We’ve talked a lot recently about our experience decomposing our monolithic web applications and migrating towards a microservice architecture. In this post, the third part in our ongoing microservices series, we’ll talk about the technology and tools we have chosen to build our common microservice stack.
Choosing a Microservice Stack
As we talked about in our microservices pitfalls post, one of the most important things you should do before building microservices is settle on a microservices stack. A microservice stack is the consistent set of technologies with which all teams will develop their microservices. This is what Mark Richards referred to as a “base image”. As we’ll discuss below, failure to take this important step early on can have lasting impacts on your organization.
The HomeAdvisor microservice stack is based on a variety of open source projects that generally have great community support and proven track records across multiple industries. Choosing your own stack should be based on several criteria:
- Cost: Microservices typically require more CPU and server space than their monolithic counterparts, so use open source wherever possible. And don’t forget to consider both license and support costs.
- Support: Choose products that have active community involvement. Even if a project is not open source, you can often gauge its general usage in the wild by how frequently questions are asked and answered on community forums. Make sure to checkout Stack Overflow or other community boards to make sure a project hasn’t been abandoned or that you aren’t an early adopter.
- Experience: Reduce friction by choosing tools that are written in languages your developers already know. Even better, favor those that are built on existing technology you may already use in your monolith. Learning new tools and technology is great, but when it comes to the core of your microservice architecture avoid the temptation to use bleeding edge frameworks.
- Cloud Ready: If you plan to run your microservices in a third party cloud service like AWS or App Engine, make sure your desired frameworks are supported. Some cloud engines like Heroku and App Engine may limit the technology and frameworks that can be deployed, or which programming language can be used.
There may be other criteria that make sense for your organization, but these are a good starting point. And who exactly should be a part of the decision making? In addition to your development staff, you may consider including other groups when choosing your stack:
- QA: The choice of technology will most likely play a role in how you test your microservices, so it might make sense to include them in the decision process.
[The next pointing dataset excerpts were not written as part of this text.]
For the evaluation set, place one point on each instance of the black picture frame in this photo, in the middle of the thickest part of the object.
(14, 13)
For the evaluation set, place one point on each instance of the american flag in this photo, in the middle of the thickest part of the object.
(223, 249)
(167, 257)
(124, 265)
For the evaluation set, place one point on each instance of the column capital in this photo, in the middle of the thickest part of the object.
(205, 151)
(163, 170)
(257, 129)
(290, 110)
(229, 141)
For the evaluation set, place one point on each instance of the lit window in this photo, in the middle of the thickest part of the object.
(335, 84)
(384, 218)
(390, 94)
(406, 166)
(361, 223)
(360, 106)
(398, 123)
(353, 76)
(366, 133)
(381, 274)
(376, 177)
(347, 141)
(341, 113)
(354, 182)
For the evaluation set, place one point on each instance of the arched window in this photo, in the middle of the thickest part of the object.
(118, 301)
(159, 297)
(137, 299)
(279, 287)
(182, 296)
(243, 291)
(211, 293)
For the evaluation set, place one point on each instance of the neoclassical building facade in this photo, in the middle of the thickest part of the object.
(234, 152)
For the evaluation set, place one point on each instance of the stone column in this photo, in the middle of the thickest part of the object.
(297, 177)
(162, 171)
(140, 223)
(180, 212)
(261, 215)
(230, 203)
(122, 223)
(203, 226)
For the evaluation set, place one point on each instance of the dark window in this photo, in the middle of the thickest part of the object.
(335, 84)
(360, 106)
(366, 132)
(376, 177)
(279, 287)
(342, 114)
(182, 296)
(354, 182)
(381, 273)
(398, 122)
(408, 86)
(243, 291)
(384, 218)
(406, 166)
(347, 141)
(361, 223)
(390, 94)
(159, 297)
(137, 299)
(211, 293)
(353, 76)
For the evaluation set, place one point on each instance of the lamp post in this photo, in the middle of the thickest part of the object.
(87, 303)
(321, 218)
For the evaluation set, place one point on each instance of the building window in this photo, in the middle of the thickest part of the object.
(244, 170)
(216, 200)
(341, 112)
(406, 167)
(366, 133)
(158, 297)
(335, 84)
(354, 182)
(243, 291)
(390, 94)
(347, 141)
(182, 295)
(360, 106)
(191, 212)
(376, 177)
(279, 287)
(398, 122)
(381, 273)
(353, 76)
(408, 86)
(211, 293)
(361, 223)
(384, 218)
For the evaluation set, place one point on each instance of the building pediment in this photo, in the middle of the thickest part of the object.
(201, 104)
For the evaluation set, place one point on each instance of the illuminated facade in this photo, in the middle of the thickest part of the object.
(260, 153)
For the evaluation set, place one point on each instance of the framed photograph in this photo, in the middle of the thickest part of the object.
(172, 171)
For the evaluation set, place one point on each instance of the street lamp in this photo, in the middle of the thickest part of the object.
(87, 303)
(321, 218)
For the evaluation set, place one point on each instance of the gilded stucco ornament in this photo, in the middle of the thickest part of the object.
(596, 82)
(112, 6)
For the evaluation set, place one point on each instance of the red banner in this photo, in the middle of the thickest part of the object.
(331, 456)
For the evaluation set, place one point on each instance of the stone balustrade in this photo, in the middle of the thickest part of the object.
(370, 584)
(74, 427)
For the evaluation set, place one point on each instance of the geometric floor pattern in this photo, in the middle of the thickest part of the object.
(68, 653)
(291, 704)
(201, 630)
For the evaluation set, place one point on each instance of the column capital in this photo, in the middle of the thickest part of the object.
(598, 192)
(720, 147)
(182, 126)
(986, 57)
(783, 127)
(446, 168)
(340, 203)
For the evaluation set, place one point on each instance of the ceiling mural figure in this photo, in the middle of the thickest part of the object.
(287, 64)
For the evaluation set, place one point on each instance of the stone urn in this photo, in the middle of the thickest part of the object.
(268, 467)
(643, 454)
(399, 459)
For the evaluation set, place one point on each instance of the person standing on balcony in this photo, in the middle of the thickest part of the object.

Automated testing is something we’re starting to dive more into at HomeAdvisor, and we’re working with our QA team to enhance our microservice stack to make building automated tests as easy as possible.
- DevOps: The people who push code around will almost certainly care about your microservice stack. They may plan to use a cloud service or container environment, which could have an impact on your technology choices.
- Product: In general product owners don’t care how your stories get implemented, just as long as they work. But they might care about certain aspects of the architecture that impact their ability to verify stories: logging, testing, data persistence, scripting, etc. Your choice of technology may affect one or more of these areas.
- Management: The people in charge of setting business goals and monitoring performance will be impacted by your choices. They’re likely to look at the microservices stack from a different viewpoint: how much does it cost? is it scalable? how long will it take to implement? It’s important to keep these stakeholders involved throughout, or else you risk making choices that won’t meet business needs and ending up back at square one.
The HomeAdvisor Microservice Stack
When we first began writing microservices, our Instant Booking team was the first to start building microservices. We had not yet finalized our microservice stack, but the Instant Booking team had their own deadlines and business needs and couldn’t wait for a standard to be adopted. So they blazed their own trail and used technology that was easy for their team to work with and allowed them to create microservices quickly. A few months later, the rest of the teams had adopted a standard microservice stack that benefited from shared knowledge, frequent updates and fixes, and which removed a lot of boilerplate code. While the Instant Booking team had a working set of microservices that met their needs, they had become the black sheep of our agile teams. Their microservices had different deployment needs and used different frameworks for building and testing than the rest of the teams. That was nearly two years ago, and to this day there are still some remnants of those tools in our architecture. Periodically we have to allocate time in our development sprints to clean up this technical debt.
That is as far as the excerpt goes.